EXPOSITION DES PHOTOGRAPHIES DE
CHRISTINE DEFRANCE

GARDER TRACE

Parfois il en est de la photographie comme de la peinture. Christine  Defrance compose ses images à la manière de tableaux. Elle y saisit des instants, des atmosphères fugaces et y révèle espaces, figures et objets par la lumière. Dans le dialogue qu’elle a noué avec l’Hôtel de Caumont, elle a interrogé la mémoire des lieux, les traces du passé, la splendeur perdue et retrouvée d’un hôtel particulier construit au XVIIIe siècle par Robert de Cotte au cœur du quartier Mazarin et dont Culturespaces vient de conduire l’ambitieuse restauration. Elle a surtout appréhendé cet édifice à l’aune d’un processus de transformation qui en a révélé toute l’épaisseur historique, donnant à voir l’architecture comme une œuvre des hommes, comme la rencontre entre des savoir-faire méconnus, parfois oubliés. Christine Defrance s’attarde sur les détails de cette architecture, sur les hommes au travail, sur les rapports sensibles qu’artistes, artisans et hommes de l’art ont noués avec le bâtiment tout au long du chantier. Car c’est bien l’atmosphère de la fabrique, de l’atelier, du chantier, cette dimension à la fois tangible et atemporelle du monument en train de renaître, que Christine Defrance entend restituer dans ses clichés. Le choix de photographier en noir et blanc lui permet de suspendre le temps, de s’abstraire tout autant que de s’ancrer dans la réalité et, ainsi, de sublimer l’instant.
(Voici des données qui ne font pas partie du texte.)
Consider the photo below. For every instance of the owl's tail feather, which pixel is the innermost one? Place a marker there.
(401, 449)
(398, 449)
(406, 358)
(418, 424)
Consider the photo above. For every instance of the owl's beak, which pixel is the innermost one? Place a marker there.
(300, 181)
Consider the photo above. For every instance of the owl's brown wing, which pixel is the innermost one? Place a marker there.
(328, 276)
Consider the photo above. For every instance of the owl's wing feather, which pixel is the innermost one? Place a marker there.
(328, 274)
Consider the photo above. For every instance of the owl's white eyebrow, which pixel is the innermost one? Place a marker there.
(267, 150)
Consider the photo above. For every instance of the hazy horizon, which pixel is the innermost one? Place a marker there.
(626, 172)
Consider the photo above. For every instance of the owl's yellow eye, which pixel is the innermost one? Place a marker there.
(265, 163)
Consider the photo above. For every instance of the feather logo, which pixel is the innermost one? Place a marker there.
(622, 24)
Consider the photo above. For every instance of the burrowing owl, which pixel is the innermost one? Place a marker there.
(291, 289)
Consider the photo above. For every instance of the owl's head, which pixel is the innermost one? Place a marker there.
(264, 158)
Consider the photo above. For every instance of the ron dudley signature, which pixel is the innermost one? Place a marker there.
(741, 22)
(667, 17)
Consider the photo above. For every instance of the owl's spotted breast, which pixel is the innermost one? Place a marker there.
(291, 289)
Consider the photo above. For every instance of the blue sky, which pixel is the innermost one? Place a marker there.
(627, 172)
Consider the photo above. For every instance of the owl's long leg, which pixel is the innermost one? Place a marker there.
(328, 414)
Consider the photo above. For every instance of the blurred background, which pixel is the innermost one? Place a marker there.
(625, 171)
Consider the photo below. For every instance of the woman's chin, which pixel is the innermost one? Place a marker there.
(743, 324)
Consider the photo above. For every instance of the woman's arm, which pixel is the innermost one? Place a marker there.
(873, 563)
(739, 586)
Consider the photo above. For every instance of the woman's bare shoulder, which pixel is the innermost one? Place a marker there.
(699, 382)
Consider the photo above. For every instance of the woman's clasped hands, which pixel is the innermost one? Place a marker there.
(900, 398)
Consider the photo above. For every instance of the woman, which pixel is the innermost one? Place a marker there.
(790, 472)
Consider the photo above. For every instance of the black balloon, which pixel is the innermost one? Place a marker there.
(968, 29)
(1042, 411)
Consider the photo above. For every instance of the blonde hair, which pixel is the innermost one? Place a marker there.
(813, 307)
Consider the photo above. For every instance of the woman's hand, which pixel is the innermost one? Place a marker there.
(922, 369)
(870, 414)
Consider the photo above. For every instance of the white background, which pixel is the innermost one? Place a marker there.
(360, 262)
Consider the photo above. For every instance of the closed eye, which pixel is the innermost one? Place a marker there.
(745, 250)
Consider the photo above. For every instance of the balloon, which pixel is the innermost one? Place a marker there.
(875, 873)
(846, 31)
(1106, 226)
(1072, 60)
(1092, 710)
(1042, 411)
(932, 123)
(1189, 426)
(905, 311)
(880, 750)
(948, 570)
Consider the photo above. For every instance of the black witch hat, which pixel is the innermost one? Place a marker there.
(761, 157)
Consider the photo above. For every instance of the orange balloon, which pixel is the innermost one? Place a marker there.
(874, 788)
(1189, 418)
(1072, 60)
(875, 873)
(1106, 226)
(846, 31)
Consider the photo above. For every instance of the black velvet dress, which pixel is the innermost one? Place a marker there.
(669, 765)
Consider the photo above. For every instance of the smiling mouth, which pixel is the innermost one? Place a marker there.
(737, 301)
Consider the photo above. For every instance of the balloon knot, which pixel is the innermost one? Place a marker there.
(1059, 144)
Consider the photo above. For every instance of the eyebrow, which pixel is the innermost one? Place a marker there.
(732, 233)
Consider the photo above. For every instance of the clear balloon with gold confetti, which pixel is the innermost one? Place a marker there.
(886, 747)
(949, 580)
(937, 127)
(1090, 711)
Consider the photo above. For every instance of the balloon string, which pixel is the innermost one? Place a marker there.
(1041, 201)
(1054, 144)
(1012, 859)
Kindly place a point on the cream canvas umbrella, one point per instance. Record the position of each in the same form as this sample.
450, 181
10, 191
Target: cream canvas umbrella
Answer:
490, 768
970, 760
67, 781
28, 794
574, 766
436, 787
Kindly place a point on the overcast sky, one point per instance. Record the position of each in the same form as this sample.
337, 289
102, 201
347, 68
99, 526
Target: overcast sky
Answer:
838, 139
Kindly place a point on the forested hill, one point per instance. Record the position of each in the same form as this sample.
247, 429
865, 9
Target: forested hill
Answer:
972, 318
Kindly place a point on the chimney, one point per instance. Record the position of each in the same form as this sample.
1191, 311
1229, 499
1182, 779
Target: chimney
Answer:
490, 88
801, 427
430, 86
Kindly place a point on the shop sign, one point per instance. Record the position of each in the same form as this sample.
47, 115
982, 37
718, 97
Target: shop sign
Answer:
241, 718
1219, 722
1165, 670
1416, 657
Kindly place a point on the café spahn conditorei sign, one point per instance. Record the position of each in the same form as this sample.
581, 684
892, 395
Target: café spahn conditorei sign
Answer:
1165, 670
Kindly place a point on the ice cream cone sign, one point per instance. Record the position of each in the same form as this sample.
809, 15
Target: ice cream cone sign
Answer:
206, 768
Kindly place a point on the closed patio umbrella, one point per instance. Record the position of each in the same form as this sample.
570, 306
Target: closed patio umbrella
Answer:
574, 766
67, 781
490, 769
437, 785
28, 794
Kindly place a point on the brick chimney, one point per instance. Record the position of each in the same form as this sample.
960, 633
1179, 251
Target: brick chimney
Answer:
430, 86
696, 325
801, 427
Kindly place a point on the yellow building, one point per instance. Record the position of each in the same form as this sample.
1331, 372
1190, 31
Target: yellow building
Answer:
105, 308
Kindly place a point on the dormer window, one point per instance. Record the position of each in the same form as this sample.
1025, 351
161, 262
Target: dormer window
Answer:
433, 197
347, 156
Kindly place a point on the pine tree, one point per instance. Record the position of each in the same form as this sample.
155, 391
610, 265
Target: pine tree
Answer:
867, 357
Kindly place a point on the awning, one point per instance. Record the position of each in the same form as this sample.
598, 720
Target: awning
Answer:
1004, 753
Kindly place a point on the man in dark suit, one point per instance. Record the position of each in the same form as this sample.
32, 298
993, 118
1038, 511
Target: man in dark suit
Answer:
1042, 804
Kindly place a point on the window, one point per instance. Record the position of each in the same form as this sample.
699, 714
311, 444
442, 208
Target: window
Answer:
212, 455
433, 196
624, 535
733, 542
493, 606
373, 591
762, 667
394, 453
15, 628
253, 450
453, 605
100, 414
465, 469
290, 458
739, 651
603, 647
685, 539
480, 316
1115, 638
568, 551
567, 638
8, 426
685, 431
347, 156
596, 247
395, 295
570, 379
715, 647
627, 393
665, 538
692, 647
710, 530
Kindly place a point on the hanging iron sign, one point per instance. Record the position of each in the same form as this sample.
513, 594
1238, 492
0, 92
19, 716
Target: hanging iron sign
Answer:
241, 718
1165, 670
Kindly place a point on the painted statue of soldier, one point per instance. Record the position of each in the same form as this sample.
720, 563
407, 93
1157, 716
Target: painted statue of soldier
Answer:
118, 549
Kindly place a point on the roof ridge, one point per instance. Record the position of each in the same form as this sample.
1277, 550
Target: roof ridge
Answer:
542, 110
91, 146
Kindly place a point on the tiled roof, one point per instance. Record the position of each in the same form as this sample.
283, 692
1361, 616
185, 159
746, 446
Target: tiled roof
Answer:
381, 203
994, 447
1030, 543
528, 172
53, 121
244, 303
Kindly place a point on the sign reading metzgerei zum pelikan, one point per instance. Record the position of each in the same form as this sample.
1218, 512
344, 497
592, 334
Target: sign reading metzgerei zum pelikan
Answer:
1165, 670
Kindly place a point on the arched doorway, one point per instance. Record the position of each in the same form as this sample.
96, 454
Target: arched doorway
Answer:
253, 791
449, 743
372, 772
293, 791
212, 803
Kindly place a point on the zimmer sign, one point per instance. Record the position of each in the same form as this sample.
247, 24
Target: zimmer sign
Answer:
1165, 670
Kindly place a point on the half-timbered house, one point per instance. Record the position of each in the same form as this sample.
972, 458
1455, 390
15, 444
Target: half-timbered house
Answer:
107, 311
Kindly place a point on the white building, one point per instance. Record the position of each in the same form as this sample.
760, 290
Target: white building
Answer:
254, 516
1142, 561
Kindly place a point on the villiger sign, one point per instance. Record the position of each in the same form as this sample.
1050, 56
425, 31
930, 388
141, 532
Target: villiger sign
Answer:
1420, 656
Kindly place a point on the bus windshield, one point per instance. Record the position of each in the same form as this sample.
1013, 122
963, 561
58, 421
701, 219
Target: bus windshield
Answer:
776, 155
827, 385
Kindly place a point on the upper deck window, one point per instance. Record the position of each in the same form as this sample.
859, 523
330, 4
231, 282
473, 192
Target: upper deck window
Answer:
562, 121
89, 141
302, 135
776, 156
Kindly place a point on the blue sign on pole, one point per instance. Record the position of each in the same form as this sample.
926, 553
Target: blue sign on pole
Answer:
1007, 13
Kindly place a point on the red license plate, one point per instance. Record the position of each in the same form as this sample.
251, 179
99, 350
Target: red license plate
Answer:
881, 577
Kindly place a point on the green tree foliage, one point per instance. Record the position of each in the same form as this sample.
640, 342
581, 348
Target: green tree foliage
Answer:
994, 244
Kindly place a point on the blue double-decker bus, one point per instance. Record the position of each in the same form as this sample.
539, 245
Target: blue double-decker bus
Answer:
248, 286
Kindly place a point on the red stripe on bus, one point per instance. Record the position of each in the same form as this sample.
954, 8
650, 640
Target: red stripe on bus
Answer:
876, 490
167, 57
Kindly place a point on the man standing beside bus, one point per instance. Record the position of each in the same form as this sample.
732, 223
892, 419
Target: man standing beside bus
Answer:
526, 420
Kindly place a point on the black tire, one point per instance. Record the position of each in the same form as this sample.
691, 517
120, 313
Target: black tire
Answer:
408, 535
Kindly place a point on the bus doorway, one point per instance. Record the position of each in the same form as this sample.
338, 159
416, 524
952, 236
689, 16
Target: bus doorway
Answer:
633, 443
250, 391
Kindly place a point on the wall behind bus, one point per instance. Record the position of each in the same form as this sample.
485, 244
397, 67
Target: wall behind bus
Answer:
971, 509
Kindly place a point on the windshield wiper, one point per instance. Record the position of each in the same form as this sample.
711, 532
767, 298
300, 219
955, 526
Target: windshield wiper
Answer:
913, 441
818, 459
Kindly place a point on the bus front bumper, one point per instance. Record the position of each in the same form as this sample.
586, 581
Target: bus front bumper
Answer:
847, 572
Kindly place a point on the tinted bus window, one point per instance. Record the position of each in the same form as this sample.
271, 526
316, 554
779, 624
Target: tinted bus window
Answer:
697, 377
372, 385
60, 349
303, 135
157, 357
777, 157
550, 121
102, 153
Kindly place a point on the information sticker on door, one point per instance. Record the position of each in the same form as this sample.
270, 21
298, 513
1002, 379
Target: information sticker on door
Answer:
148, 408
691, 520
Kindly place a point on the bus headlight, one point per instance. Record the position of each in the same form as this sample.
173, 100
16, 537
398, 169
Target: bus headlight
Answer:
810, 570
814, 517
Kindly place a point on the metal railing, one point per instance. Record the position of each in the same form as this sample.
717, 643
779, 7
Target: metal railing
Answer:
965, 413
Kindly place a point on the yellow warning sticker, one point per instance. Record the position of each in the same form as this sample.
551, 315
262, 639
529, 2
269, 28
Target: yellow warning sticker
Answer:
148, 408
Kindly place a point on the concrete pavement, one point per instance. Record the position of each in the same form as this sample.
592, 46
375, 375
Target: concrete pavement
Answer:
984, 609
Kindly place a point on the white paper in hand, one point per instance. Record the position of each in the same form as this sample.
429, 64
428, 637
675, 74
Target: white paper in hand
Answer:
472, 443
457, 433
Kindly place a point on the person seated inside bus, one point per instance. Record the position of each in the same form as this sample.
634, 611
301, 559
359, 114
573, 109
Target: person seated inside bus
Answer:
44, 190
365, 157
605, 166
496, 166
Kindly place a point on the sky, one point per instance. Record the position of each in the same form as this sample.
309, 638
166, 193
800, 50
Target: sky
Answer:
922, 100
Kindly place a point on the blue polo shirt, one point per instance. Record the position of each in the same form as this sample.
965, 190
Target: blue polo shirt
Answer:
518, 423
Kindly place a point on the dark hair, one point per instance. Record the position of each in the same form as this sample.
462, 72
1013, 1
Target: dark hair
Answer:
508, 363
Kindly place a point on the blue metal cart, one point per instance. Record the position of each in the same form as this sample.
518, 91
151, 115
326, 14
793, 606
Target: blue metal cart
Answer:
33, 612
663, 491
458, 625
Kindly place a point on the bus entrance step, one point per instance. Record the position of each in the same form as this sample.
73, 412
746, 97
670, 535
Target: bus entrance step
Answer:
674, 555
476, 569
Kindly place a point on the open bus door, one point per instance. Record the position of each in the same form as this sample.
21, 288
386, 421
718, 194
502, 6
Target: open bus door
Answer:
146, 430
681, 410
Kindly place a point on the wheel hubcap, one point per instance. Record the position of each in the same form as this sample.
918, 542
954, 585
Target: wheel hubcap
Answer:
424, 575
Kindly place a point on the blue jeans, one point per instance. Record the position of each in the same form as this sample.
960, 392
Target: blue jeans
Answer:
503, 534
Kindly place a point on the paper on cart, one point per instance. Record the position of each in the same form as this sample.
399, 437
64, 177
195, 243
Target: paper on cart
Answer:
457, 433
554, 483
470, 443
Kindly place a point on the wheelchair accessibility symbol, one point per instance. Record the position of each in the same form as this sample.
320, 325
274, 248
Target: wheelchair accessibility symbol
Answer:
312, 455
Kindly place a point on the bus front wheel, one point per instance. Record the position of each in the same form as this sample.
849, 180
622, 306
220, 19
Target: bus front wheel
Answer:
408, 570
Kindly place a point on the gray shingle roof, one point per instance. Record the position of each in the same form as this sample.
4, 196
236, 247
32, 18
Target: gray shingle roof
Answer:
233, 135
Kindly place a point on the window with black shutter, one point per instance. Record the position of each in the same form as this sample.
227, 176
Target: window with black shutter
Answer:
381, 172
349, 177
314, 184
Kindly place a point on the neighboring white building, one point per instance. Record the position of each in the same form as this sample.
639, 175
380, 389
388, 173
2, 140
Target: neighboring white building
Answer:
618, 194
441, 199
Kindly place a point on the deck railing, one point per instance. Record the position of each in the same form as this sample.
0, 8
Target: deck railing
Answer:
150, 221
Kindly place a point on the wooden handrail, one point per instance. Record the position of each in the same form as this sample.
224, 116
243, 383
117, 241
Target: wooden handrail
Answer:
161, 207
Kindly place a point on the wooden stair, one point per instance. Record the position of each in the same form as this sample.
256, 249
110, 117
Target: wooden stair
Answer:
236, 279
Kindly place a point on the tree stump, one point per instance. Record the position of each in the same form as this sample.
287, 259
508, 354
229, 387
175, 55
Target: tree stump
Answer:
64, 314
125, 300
Née en 1970, Christine Defrance aborde la photographie au début des années 1990. Explorant toutes les facettes de la production d’images, elle nourrit une réflexion sur le temps, sur l’éphémère et le pérenne, sur la disparition, la dissolution ou la transcendance d’une réalité qui se recompose sans cesse. Son travail, dénué de nostalgie, donne à voir et cherche à esthétiser ces seuils temporels au travers de photographies qui induisent un rapport poétique au réel.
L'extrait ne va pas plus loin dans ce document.